Les système de combat semble être basé sur la structure établie des chapitres précédents, c'est-à-dire un jeu de tir à la troisième personne plutôt classique, mais avec une évolution principalement en termes de quantité, comme la variété des armes disponibles et des capacités spéciales.
L'arme principale restera le grand couteau, élément désormais emblématique d'Alice, mais une véritable roue des armes est prévue pour englober toutes les possibilités d'attaques à distance ou en mêlée. Le système de sorts liés à des runes est également intéressant : l'idée de l'équipe est d'acquérir progressivement de nouvelles capacités par l'application de runes. runes visibles sur la robe d'Alice, chacune pouvant apporter des bonus ou des capacités d'attaque spécifiques. Le mode “Hysteria”, qui avait été particulièrement populaire dans Madness Returns, fera également son Retour, mais accompagné d'une autre capacité complémentaire avec le mode Inferno : le premier est un système d'apaisement, qui ne s'active que lorsqu'Alice perd trop d'énergie, tandis que le second, au contraire, a été prévu comme une option capable de récompenser l'habileté du joueur en lui donnant un coup de pouce momentané à gagner grâce à des performances dans le jeu.

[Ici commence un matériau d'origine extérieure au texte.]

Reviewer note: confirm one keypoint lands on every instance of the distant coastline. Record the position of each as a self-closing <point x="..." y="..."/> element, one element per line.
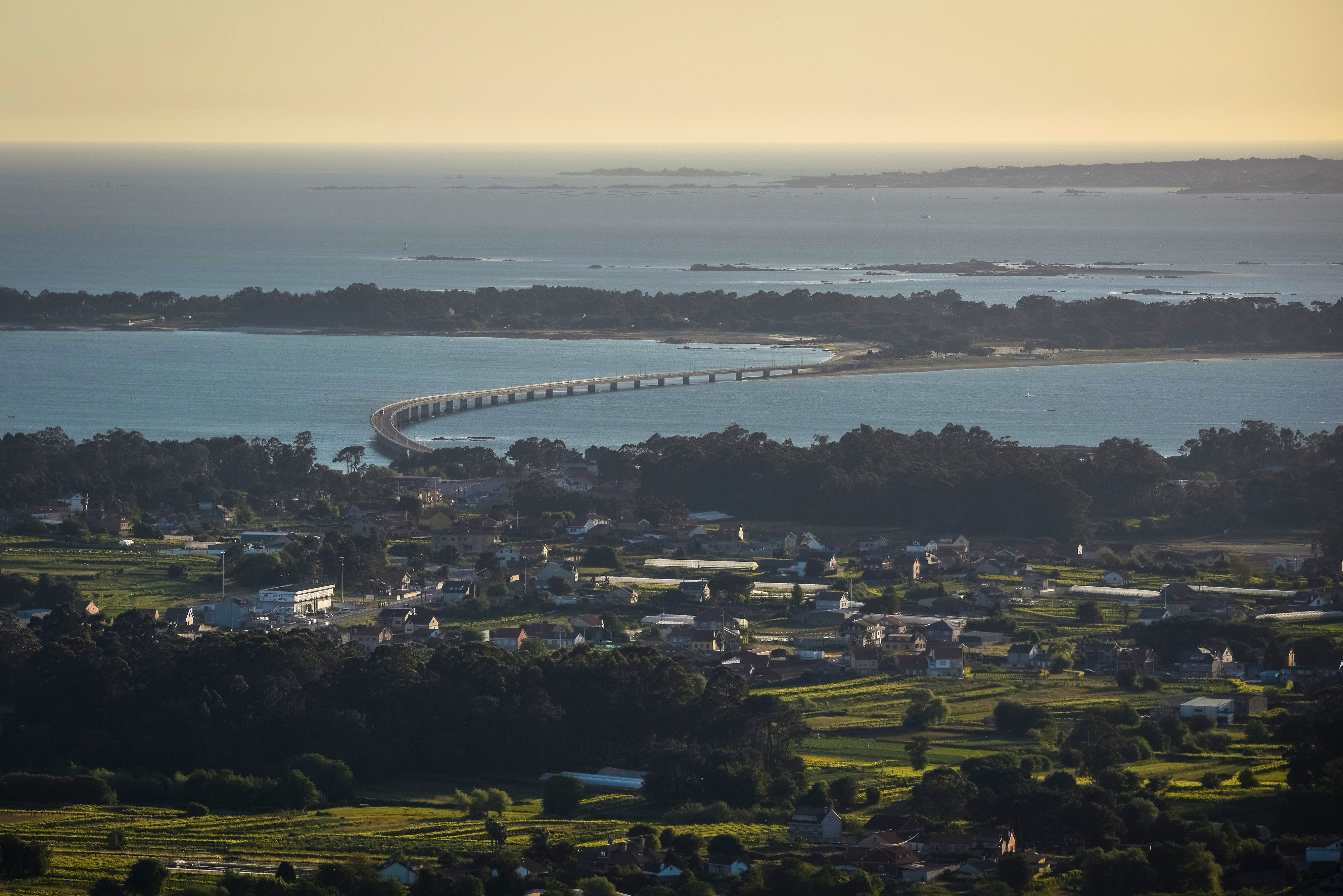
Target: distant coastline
<point x="665" y="172"/>
<point x="1299" y="175"/>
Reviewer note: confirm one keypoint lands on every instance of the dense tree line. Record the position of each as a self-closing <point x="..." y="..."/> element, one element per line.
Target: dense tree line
<point x="127" y="697"/>
<point x="913" y="325"/>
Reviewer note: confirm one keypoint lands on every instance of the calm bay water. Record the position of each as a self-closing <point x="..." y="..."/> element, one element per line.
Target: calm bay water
<point x="212" y="220"/>
<point x="183" y="386"/>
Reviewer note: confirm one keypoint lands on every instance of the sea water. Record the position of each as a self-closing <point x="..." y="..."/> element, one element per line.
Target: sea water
<point x="212" y="220"/>
<point x="190" y="384"/>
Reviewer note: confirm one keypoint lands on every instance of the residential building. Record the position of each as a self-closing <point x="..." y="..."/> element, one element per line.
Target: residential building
<point x="835" y="601"/>
<point x="296" y="600"/>
<point x="468" y="536"/>
<point x="557" y="569"/>
<point x="816" y="824"/>
<point x="862" y="632"/>
<point x="1099" y="655"/>
<point x="616" y="855"/>
<point x="510" y="639"/>
<point x="721" y="866"/>
<point x="456" y="589"/>
<point x="181" y="616"/>
<point x="1203" y="663"/>
<point x="1220" y="709"/>
<point x="421" y="620"/>
<point x="887" y="862"/>
<point x="230" y="612"/>
<point x="911" y="565"/>
<point x="397" y="525"/>
<point x="926" y="873"/>
<point x="946" y="660"/>
<point x="582" y="525"/>
<point x="75" y="502"/>
<point x="370" y="636"/>
<point x="1023" y="656"/>
<point x="1247" y="705"/>
<point x="53" y="514"/>
<point x="111" y="524"/>
<point x="909" y="643"/>
<point x="535" y="553"/>
<point x="905" y="827"/>
<point x="942" y="631"/>
<point x="866" y="660"/>
<point x="555" y="636"/>
<point x="954" y="541"/>
<point x="876" y="562"/>
<point x="406" y="873"/>
<point x="695" y="589"/>
<point x="993" y="843"/>
<point x="1136" y="659"/>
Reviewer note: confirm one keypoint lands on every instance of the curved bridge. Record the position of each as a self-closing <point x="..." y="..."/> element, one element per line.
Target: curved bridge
<point x="389" y="420"/>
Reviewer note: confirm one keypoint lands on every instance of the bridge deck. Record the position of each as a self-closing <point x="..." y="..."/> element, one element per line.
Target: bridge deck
<point x="389" y="419"/>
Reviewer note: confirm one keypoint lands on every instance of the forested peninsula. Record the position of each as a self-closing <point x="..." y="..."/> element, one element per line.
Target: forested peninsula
<point x="910" y="327"/>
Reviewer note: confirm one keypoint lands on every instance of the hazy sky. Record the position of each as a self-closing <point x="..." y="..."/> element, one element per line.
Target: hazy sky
<point x="688" y="71"/>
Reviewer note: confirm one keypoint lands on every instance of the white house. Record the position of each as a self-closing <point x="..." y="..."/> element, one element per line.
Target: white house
<point x="296" y="600"/>
<point x="954" y="541"/>
<point x="581" y="525"/>
<point x="1220" y="709"/>
<point x="401" y="871"/>
<point x="1287" y="565"/>
<point x="947" y="660"/>
<point x="1333" y="852"/>
<point x="835" y="601"/>
<point x="816" y="824"/>
<point x="555" y="569"/>
<point x="729" y="866"/>
<point x="75" y="501"/>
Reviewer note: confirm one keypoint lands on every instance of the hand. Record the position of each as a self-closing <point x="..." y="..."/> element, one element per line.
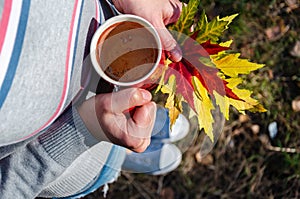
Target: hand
<point x="105" y="118"/>
<point x="159" y="13"/>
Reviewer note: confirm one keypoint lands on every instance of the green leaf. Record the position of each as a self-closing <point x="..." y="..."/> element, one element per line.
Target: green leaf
<point x="187" y="18"/>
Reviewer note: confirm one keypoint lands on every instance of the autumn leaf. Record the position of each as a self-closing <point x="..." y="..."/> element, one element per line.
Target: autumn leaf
<point x="203" y="107"/>
<point x="232" y="65"/>
<point x="173" y="102"/>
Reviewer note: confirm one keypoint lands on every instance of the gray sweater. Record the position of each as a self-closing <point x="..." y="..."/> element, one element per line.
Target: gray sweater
<point x="45" y="148"/>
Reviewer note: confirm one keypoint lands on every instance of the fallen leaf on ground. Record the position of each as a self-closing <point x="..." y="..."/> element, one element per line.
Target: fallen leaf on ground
<point x="296" y="104"/>
<point x="206" y="160"/>
<point x="276" y="32"/>
<point x="296" y="50"/>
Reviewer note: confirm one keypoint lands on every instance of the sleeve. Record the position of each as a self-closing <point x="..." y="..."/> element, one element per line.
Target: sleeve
<point x="28" y="168"/>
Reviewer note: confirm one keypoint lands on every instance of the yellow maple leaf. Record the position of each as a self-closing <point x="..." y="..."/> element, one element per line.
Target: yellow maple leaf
<point x="173" y="102"/>
<point x="232" y="65"/>
<point x="223" y="102"/>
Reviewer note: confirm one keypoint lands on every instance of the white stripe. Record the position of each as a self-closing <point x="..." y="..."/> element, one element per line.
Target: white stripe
<point x="10" y="36"/>
<point x="72" y="49"/>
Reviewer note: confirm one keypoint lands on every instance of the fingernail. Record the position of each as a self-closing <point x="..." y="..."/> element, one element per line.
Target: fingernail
<point x="146" y="94"/>
<point x="176" y="55"/>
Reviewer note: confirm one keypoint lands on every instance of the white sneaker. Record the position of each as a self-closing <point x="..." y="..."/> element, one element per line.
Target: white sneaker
<point x="162" y="131"/>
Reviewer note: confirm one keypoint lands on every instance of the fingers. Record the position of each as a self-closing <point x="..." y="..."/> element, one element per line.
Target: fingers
<point x="140" y="127"/>
<point x="128" y="98"/>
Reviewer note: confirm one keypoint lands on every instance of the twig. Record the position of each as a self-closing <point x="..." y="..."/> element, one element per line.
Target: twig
<point x="139" y="188"/>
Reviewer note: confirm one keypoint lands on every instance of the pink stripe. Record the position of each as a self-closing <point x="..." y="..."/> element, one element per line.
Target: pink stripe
<point x="4" y="21"/>
<point x="67" y="68"/>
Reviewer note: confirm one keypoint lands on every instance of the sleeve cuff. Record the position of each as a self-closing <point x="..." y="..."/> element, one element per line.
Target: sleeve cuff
<point x="67" y="138"/>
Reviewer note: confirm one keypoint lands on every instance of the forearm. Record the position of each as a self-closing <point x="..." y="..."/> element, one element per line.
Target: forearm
<point x="28" y="169"/>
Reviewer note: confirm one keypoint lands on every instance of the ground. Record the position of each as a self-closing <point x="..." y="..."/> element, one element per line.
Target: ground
<point x="248" y="161"/>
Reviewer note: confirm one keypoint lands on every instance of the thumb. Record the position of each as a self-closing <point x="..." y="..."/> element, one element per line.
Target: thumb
<point x="169" y="43"/>
<point x="128" y="98"/>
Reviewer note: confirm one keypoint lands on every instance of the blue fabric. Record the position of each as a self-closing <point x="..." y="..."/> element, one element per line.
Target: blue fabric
<point x="13" y="64"/>
<point x="161" y="129"/>
<point x="108" y="173"/>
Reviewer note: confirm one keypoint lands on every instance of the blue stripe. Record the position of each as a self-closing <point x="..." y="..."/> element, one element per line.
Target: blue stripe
<point x="76" y="38"/>
<point x="13" y="64"/>
<point x="108" y="173"/>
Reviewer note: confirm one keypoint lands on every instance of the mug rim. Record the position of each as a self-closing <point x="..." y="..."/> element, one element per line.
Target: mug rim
<point x="108" y="23"/>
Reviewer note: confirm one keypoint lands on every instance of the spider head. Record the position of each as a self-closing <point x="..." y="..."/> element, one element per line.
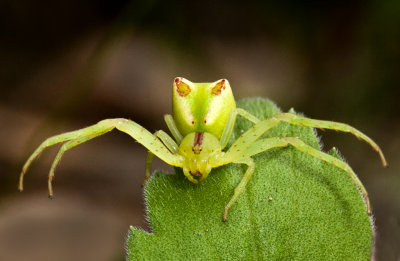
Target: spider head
<point x="198" y="148"/>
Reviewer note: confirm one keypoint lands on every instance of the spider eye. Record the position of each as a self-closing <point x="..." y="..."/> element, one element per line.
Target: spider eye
<point x="182" y="88"/>
<point x="217" y="89"/>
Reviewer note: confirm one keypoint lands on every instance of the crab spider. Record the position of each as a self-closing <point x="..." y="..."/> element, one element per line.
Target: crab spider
<point x="204" y="115"/>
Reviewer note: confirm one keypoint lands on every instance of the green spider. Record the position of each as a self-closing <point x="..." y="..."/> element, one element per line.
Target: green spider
<point x="204" y="115"/>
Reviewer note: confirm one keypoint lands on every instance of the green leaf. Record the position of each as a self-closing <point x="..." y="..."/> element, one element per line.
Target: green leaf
<point x="295" y="207"/>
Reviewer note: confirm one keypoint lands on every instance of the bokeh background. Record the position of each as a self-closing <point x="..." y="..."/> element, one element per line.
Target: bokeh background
<point x="68" y="64"/>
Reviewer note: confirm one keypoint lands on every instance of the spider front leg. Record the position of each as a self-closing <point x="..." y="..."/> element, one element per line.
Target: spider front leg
<point x="337" y="126"/>
<point x="230" y="123"/>
<point x="242" y="184"/>
<point x="269" y="143"/>
<point x="168" y="142"/>
<point x="75" y="138"/>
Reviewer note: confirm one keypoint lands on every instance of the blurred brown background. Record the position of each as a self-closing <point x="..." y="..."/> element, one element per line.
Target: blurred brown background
<point x="68" y="64"/>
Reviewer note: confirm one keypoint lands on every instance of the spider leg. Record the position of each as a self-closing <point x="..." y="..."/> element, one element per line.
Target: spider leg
<point x="168" y="142"/>
<point x="320" y="124"/>
<point x="74" y="138"/>
<point x="230" y="123"/>
<point x="169" y="120"/>
<point x="242" y="184"/>
<point x="269" y="143"/>
<point x="66" y="146"/>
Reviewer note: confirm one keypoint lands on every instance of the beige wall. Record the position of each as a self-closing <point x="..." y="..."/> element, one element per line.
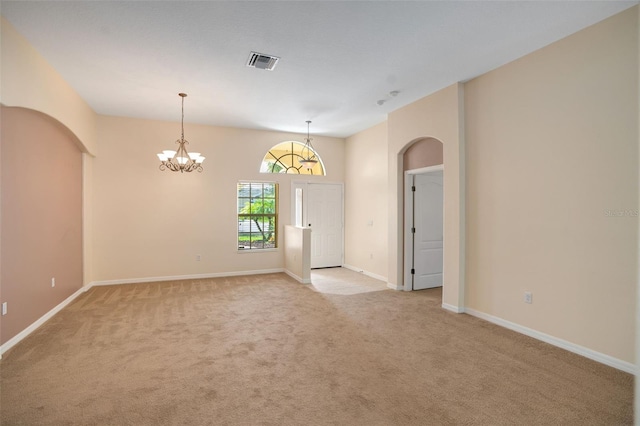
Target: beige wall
<point x="436" y="116"/>
<point x="28" y="81"/>
<point x="552" y="158"/>
<point x="41" y="220"/>
<point x="366" y="216"/>
<point x="149" y="223"/>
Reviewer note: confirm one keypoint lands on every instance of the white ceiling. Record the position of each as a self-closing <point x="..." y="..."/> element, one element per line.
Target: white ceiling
<point x="131" y="58"/>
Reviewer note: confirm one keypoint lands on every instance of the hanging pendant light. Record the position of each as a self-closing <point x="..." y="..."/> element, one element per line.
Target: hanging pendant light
<point x="309" y="160"/>
<point x="181" y="160"/>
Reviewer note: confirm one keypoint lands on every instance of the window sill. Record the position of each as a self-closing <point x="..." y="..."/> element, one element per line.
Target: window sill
<point x="256" y="250"/>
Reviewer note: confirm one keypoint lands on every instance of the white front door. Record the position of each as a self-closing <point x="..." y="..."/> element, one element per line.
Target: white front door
<point x="324" y="217"/>
<point x="428" y="234"/>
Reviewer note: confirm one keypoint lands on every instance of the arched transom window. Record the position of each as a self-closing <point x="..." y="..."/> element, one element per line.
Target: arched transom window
<point x="285" y="158"/>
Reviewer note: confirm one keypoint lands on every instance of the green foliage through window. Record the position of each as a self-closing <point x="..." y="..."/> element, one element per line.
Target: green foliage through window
<point x="257" y="215"/>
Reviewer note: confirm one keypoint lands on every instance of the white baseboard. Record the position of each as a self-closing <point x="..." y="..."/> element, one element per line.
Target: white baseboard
<point x="367" y="273"/>
<point x="187" y="277"/>
<point x="30" y="329"/>
<point x="555" y="341"/>
<point x="297" y="278"/>
<point x="393" y="286"/>
<point x="452" y="308"/>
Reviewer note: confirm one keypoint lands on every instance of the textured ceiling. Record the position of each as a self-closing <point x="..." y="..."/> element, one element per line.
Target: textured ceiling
<point x="337" y="58"/>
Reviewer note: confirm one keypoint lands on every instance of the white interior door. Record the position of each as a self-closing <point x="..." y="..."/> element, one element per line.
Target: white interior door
<point x="324" y="215"/>
<point x="428" y="233"/>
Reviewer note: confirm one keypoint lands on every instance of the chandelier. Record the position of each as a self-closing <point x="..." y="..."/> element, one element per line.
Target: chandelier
<point x="309" y="160"/>
<point x="181" y="160"/>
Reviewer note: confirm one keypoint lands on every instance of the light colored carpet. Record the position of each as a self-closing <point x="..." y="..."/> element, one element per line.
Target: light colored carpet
<point x="266" y="350"/>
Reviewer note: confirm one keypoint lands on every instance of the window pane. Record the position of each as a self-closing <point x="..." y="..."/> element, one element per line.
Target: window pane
<point x="285" y="158"/>
<point x="257" y="222"/>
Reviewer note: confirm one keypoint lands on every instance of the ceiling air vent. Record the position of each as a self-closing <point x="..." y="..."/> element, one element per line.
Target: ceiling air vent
<point x="262" y="61"/>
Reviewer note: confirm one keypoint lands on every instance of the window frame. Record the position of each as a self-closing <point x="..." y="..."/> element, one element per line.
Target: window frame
<point x="271" y="160"/>
<point x="257" y="218"/>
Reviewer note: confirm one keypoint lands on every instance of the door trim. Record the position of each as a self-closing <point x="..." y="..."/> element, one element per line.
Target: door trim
<point x="408" y="219"/>
<point x="305" y="185"/>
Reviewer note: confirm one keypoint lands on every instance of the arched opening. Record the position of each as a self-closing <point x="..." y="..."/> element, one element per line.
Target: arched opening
<point x="285" y="158"/>
<point x="423" y="222"/>
<point x="42" y="216"/>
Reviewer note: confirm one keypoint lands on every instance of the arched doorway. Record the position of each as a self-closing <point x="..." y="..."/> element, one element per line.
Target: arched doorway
<point x="423" y="215"/>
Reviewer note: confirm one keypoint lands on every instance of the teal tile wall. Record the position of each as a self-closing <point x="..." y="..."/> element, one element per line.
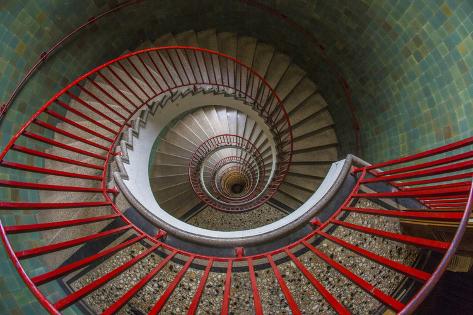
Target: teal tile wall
<point x="409" y="65"/>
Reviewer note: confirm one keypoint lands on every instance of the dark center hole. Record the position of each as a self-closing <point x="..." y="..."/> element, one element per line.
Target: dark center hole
<point x="237" y="188"/>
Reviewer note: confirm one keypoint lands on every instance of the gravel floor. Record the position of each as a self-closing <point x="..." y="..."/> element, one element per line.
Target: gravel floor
<point x="272" y="298"/>
<point x="213" y="219"/>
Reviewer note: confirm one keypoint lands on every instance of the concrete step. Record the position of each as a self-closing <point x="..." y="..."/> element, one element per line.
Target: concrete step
<point x="295" y="192"/>
<point x="172" y="136"/>
<point x="287" y="200"/>
<point x="182" y="203"/>
<point x="168" y="170"/>
<point x="305" y="182"/>
<point x="176" y="147"/>
<point x="312" y="123"/>
<point x="293" y="76"/>
<point x="165" y="158"/>
<point x="165" y="189"/>
<point x="326" y="154"/>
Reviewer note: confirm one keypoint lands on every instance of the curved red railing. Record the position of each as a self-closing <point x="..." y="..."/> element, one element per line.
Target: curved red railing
<point x="108" y="97"/>
<point x="46" y="54"/>
<point x="244" y="166"/>
<point x="257" y="197"/>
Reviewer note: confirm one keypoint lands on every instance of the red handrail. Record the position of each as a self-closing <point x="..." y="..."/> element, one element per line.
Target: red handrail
<point x="445" y="173"/>
<point x="46" y="54"/>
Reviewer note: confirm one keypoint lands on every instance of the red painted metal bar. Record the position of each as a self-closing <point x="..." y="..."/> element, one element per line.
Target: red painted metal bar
<point x="56" y="273"/>
<point x="44" y="56"/>
<point x="55" y="157"/>
<point x="424" y="165"/>
<point x="429" y="172"/>
<point x="61" y="145"/>
<point x="200" y="288"/>
<point x="74" y="296"/>
<point x="336" y="305"/>
<point x="440" y="179"/>
<point x="86" y="117"/>
<point x="26" y="228"/>
<point x="115" y="307"/>
<point x="457" y="184"/>
<point x="407" y="270"/>
<point x="42" y="170"/>
<point x="102" y="90"/>
<point x="77" y="125"/>
<point x="417" y="241"/>
<point x="37" y="293"/>
<point x="227" y="290"/>
<point x="254" y="288"/>
<point x="426" y="192"/>
<point x="442" y="266"/>
<point x="68" y="134"/>
<point x="28" y="253"/>
<point x="51" y="205"/>
<point x="35" y="186"/>
<point x="365" y="285"/>
<point x="412" y="214"/>
<point x="171" y="287"/>
<point x="282" y="284"/>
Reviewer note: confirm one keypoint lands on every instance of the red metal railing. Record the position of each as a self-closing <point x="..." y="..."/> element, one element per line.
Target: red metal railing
<point x="245" y="166"/>
<point x="258" y="195"/>
<point x="435" y="188"/>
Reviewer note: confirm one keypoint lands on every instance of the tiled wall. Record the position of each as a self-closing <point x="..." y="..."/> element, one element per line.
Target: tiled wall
<point x="409" y="65"/>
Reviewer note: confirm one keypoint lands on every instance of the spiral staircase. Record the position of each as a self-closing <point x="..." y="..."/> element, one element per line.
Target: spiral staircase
<point x="124" y="187"/>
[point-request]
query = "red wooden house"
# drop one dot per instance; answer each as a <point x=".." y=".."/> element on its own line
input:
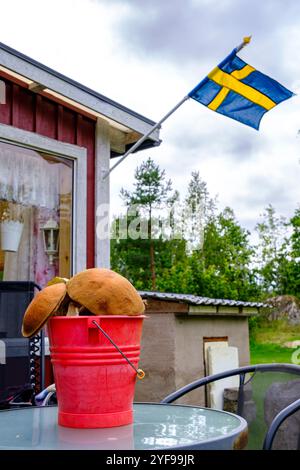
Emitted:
<point x="56" y="141"/>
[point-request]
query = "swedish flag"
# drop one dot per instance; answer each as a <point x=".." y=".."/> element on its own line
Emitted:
<point x="239" y="91"/>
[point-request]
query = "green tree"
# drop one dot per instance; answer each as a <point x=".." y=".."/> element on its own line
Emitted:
<point x="150" y="252"/>
<point x="289" y="259"/>
<point x="271" y="232"/>
<point x="199" y="208"/>
<point x="227" y="257"/>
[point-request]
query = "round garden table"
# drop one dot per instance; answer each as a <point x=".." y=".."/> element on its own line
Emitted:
<point x="155" y="426"/>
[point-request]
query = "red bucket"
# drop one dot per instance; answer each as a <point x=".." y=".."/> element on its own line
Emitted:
<point x="94" y="382"/>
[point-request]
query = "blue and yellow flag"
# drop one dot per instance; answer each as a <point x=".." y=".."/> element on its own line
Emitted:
<point x="239" y="91"/>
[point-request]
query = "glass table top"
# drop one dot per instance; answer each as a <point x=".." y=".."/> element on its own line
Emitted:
<point x="155" y="426"/>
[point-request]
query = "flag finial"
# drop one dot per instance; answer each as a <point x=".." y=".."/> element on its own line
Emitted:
<point x="245" y="42"/>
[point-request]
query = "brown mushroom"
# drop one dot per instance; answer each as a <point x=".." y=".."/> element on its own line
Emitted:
<point x="104" y="292"/>
<point x="46" y="303"/>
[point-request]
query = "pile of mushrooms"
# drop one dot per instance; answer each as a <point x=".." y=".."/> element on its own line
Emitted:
<point x="90" y="292"/>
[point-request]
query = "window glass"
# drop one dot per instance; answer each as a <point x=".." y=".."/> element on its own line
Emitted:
<point x="35" y="215"/>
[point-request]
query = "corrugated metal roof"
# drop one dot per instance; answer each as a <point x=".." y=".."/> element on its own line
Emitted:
<point x="196" y="300"/>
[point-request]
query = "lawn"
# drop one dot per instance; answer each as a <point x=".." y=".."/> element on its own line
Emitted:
<point x="269" y="352"/>
<point x="268" y="340"/>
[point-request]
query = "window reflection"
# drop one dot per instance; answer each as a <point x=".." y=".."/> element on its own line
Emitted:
<point x="35" y="188"/>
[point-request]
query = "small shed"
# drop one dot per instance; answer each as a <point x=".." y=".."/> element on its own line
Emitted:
<point x="176" y="333"/>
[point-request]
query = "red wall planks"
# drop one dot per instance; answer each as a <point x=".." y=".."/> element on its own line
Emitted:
<point x="29" y="111"/>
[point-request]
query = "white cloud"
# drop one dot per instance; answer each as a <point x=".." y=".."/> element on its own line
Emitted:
<point x="147" y="56"/>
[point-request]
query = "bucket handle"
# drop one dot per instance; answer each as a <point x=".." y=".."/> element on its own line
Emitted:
<point x="139" y="372"/>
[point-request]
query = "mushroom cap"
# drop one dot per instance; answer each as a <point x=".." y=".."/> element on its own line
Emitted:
<point x="42" y="306"/>
<point x="105" y="292"/>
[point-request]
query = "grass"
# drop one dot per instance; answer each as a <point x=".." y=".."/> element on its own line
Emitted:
<point x="268" y="353"/>
<point x="268" y="339"/>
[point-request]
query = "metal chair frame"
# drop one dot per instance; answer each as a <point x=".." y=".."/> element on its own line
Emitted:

Pays des merveilles déformé
Le choix de McGee et de ses collaborateurs visait explicitement une esthétique éloignée du photoréalisme et fortement axée sur une stylisation forte, presque “expressionniste”. L'intention était de créer un graphique intemporel”, grâce à une caractérisation unique liée à un surréalisme visionnaire, avec des géométries déformées et une modélisation 3D complexe entre l'abstrait et le réaliste. Une source d'inspiration serait les jouets en fer blanc de l'époque victorienne, mais aussi la peinture surréaliste et les expérimentations de couleurs des préraphaélites. Un équilibre précaire entre l'émerveillement que procure la contemplation esthétique de la beauté des paysages et l'inquiétude profonde qui est typiquement l'horreur. Tout cela à travers une utilisation expérimentale des shaders, dans le cadre de la base technologique fournie par Unreal Engine.
Malheureusement, nous n'avons pas eu l'occasion de voir un résultat concret de cette vision, à moins qu'un prototype n'émerge dans la prochaine période, mais il est probable que le jeu n'ait même pas atteint ce stade. L'excellent travail réalisé par le département artistique est toutefois parfaitement visible dans la Bible du design, qui reste donc une référence en matière de jeu vidéo. témoignage précieux de ce qu'aurait pu être l'asile d'Alice.
D'un côté, l'abondance d'illustrations et de matériel graphique rend presque plus douloureuse l'annulation du projet, car de ce volume semble émerger la très grande production triple A dont les fans de la série rêvent depuis des années. À défaut d'autre chose, nous pouvons maintenant imaginer le jeu complet avec plus de précision, et qui sait, peut-être qu'une équipe ne reprendra pas, à l'avenir, cet héritage et le portera, peut-être sous une forme légèrement différente pour ne pas se heurter à d'éventuels vetos de la part d'EA.